Apple ‘to pay $348m’ to settle Italy tax fraud case

NEWYORK (TIP): Apple‘s Italian subsidiary has agreed to pay $348m after the US tech giant was investigated for suspected fraud, the country’s tax agency said Tuesday, December 29.

The settlement follows an investigation by prosecutors in Milan.

The company’s Italian subsidiary and several of its senior executives had been under investigation for fraud over its alleged failure to comply with obligations to declare its earnings in Italy between 2008 and 2013, according to La Repubblica.

The US tech giant has not commented on the deal. It has previously denied attempting to escape paying tax owed on profits made around the world.

Apple Italia is part of the company’s European operation which is headquartered in Ireland, a country with one of the lowest levels of corporation tax in the EU.

A spokesman for the tax agency confirmed the newspaper’s report was accurate but would not divulge further details.

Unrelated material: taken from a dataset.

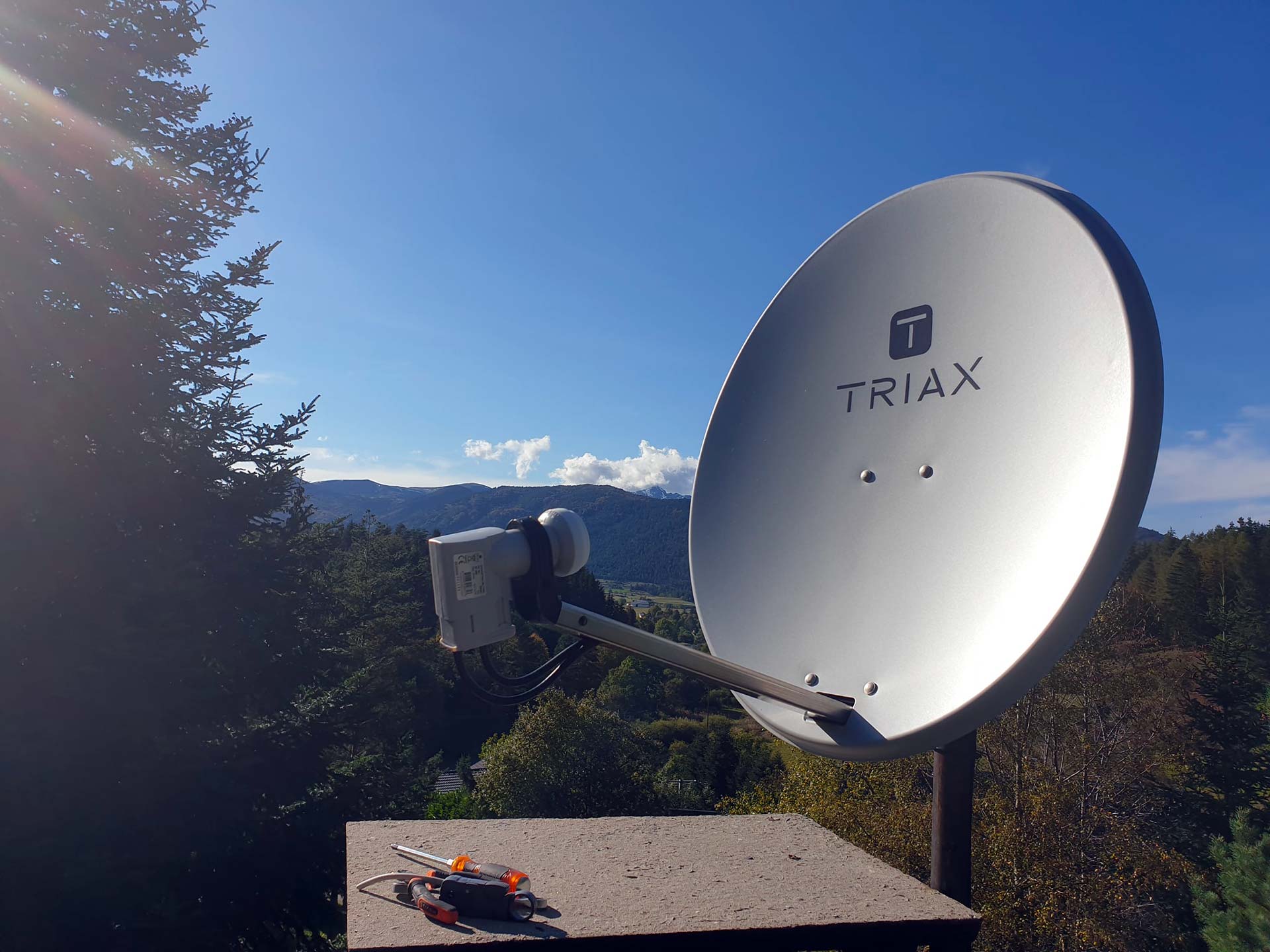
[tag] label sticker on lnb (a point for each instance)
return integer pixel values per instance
(470, 574)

Ireland taxes corporate earnings from normal business activities at a rate of 12.5% compared with 27.5% in Italy.

Investigators in Italy say they found a huge gap between the company’s revenues in Italy of over 1bn between 2008 and 2013 and the 30m that was paid in tax in the country.

The settlement comes amid a European Commission investigation into the tax arrangements of numerous multinational companies accused of using cross-border structures to reduce their tax bills, sometimes with the help of secret and potentially illegal “sweetheart” deals.

Earlier this month, Apple chief Tim Cook described accusations that the world’s richest company was sidestepping US taxes by stashing cash overseas as “political crap” and insisted: “We pay every tax dollar we owe.”

The settlement of the tax dispute will not halt the criminal investigation into the conduct of three Apple Italia executives but will likely reduce the severity of any sanctions they may face, La Repubblica said.

Apple’s activities in Ireland are currently under investigation by the European Commission, which is due to announce soon whether tax breaks designed to secure the company’s extensive investment in Ireland amounted to illegal state aid.

In the United States, Apple has come under fire in Congress for not declaring overseas earnings to the US tax authorities.

Cook has defended this as perfectly legal and sensible given that the company would be liable for 40% taxation if it repatriated all its earnings to the United States.

“We have a tax code made for the Industrial Age, not the Digital Age,” he complained in November.